Dynamic Cluster Distribution

Current Status: Alpha (Since v2.9.0)

By default, clusters are assigned to shards indefinitely. For users of the default, hash-based sharding algorithm, this static assignment is fine: shards will always be roughly-balanced by the hash-based algorithm. But for users of the round-robin or other custom shard assignment algorithms, this static assignment can lead to unbalanced shards when replicas are added or removed.

Starting v2.9, Argo CD supports a dynamic cluster distribution feature. When replicas are added or removed, the sharding algorithm is re-run to ensure that the clusters are distributed according to the algorithm. If the algorithm is well-balanced, like round-robin, then the shards will be well-balanced.

Previously, the shard count was set via the ARGOCD_CONTROLLER_REPLICAS environment variable. Changing the environment variable forced a restart of all application controller pods. Now, the shard count is set via the replicas field of the deployment, which does not require a restart of the application controller pods.

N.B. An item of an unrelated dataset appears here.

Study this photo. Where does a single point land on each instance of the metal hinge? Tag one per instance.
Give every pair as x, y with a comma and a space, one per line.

Enabling Dynamic Distribution of Clusters

This feature is disabled by default while it is in alpha. In order to utilize the feature, the manifests manifests/ha/base/controller-deployment/ can be applied as a Kustomize overlay. This overlay sets the StatefulSet replicas to 0 and deploys the application controller as a Deployment. Also, you must set the environment ARGOCD_ENABLE_DYNAMIC_CLUSTER_DISTRIBUTION to true when running the Application Controller as a deployment.

Important

The use of a Deployment instead of a StatefulSet is an implementation detail which may change in future versions of this feature. Therefore, the directory name of the Kustomize overlay may change as well. Monitor the release notes to avoid issues.

Note the introduction of new environment variable ARGOCD_CONTROLLER_HEARTBEAT_TIME. The environment variable is explained in working of Dynamic Distribution Heartbeat Process

Working of Dynamic Distribution

To accomplish runtime distribution of clusters, the Application Controller uses a ConfigMap to associate a controller pod with a shard number and a heartbeat to ensure that controller pods are still alive and handling their shard, in effect, their share of the work.

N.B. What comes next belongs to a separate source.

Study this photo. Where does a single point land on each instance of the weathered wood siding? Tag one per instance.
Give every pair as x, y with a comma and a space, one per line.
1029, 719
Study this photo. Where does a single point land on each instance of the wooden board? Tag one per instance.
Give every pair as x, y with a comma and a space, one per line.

The Application Controller will create a new ConfigMap named argocd-app-controller-shard-cm to store the Controller <-> Shard mapping. The mapping would look like below for each shard:

  1. ShardNumber : 0
  2. ControllerName : "argocd-application-controller-hydrxyt"
  3. HeartbeatTime : "2009-11-17 20:34:58.651387237 +0000 UTC"
  • ControllerName: Stores the hostname of the Application Controller pod
  • ShardNumber : Stores the shard number managed by the controller pod
  • HeartbeatTime: Stores the last time this heartbeat was updated.

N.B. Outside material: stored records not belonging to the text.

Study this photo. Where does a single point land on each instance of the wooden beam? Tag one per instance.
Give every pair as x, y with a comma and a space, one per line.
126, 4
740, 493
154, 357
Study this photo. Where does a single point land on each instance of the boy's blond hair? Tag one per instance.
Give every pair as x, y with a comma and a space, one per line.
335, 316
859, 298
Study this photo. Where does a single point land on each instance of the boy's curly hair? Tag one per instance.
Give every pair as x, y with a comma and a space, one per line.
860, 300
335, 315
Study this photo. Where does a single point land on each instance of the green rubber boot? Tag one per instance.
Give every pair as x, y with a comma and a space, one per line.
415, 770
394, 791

Controller Shard Mapping is updated in the ConfigMap during each readiness probe check of the pod, that is every 10 seconds (otherwise as configured). The controller will acquire the shard during every iteration of readiness probe check and try to update the ConfigMap with the HeartbeatTime. The default HeartbeatDuration after which the heartbeat should be updated is 10 seconds. If the ConfigMap was not updated for any controller pod for more than 3 * HeartbeatDuration, then the readiness probe for the application pod is marked as Unhealthy. To increase the default HeartbeatDuration, you can set the environment variable ARGOCD_CONTROLLER_HEARTBEAT_TIME with the desired value.

The new sharding mechanism does not monitor the environment variable ARGOCD_CONTROLLER_REPLICAS but instead reads the replica count directly from the Application Controller Deployment. The controller identifies the change in the number of replicas by comparing the replica count in the Application Controller Deployment and the number of mappings in the argocd-app-controller-shard-cm ConfigMap.

In the scenario when the number of Application Controller replicas increases, a new entry is added to the list of mappings in the argocd-app-controller-shard-cm ConfigMap and the cluster distribution is triggered to re-distribute the clusters.

In the scenario when the number of Application Controller replicas decreases, the mappings in the argocd-app-controller-shard-cm ConfigMap are reset and every controller acquires the shard again thus triggering the re-distribution of the clusters.